Zaten El Aziz’i bir türlü anlayamıyorum. Bence Nasır’a, Halime’den daha çok aşık.
Nasır da sevilmeyecek gibi değil vallahi. Öyle güzel gurur
okşuyor ki Halep Emiri kendini Cihan Padişahı sanıyor. Lafların arasında da
zehrini akıtınca Nasır’ın her söylediği doğru oluyor. Ertuğrul hiç öyle mi? Gardaşı
bile Emir memir dinlemiyor pat pat laf sokuyor. Tabii sevilmezler. Kimse
eleştiriyi sevmez. Bu 900 yıl önce de böyleydi. Bugün de böyle.
Nasır yine iki cümleyle Ertuğrul’u El Aziz’e düşman belletti.
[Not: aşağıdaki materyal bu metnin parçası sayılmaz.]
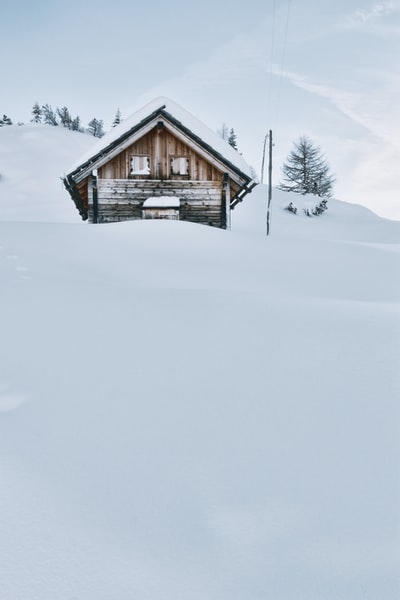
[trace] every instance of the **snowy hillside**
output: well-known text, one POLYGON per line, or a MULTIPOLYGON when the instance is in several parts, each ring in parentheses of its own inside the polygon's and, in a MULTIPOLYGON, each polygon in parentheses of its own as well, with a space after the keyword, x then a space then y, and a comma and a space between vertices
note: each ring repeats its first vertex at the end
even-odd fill
POLYGON ((400 222, 83 224, 92 142, 0 129, 0 599, 397 599, 400 222))

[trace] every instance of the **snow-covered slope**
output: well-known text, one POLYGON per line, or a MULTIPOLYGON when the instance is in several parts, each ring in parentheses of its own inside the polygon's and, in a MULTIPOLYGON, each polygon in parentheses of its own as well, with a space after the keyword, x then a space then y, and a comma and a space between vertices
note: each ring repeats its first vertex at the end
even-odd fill
POLYGON ((95 138, 61 127, 0 128, 0 220, 79 223, 61 177, 95 138))
POLYGON ((74 224, 48 129, 0 163, 1 600, 397 599, 400 223, 74 224))

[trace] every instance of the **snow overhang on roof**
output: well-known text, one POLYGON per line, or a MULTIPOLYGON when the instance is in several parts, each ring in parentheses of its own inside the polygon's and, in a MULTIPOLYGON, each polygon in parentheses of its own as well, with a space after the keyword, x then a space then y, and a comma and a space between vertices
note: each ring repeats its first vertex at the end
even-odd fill
POLYGON ((114 127, 102 137, 89 152, 73 165, 67 177, 79 180, 91 165, 95 168, 99 162, 106 162, 112 151, 124 141, 129 142, 131 136, 146 124, 150 124, 157 116, 164 116, 173 126, 191 137, 199 146, 236 172, 245 180, 252 179, 250 168, 242 156, 214 131, 201 123, 191 113, 166 97, 158 97, 130 117, 114 127))
POLYGON ((180 203, 176 196, 151 196, 143 202, 143 208, 179 208, 180 203))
Neymiş, Esma’yı diri diri yakmış. Halep sokakları El Aziz diye inlemiş. Bu Emir
hazretleri böyle pohpoh düşkünüyken kolay kolay ayamaz duruma. Dergahtakilerin
katline tepki gösterdi ama Nasır hâlâ İbnü’l Arabi’yi hedefe koyacak cesareti
kendinde buldu. El Aziz’in Arabi hazretlerini de hain bellemesi yakındır.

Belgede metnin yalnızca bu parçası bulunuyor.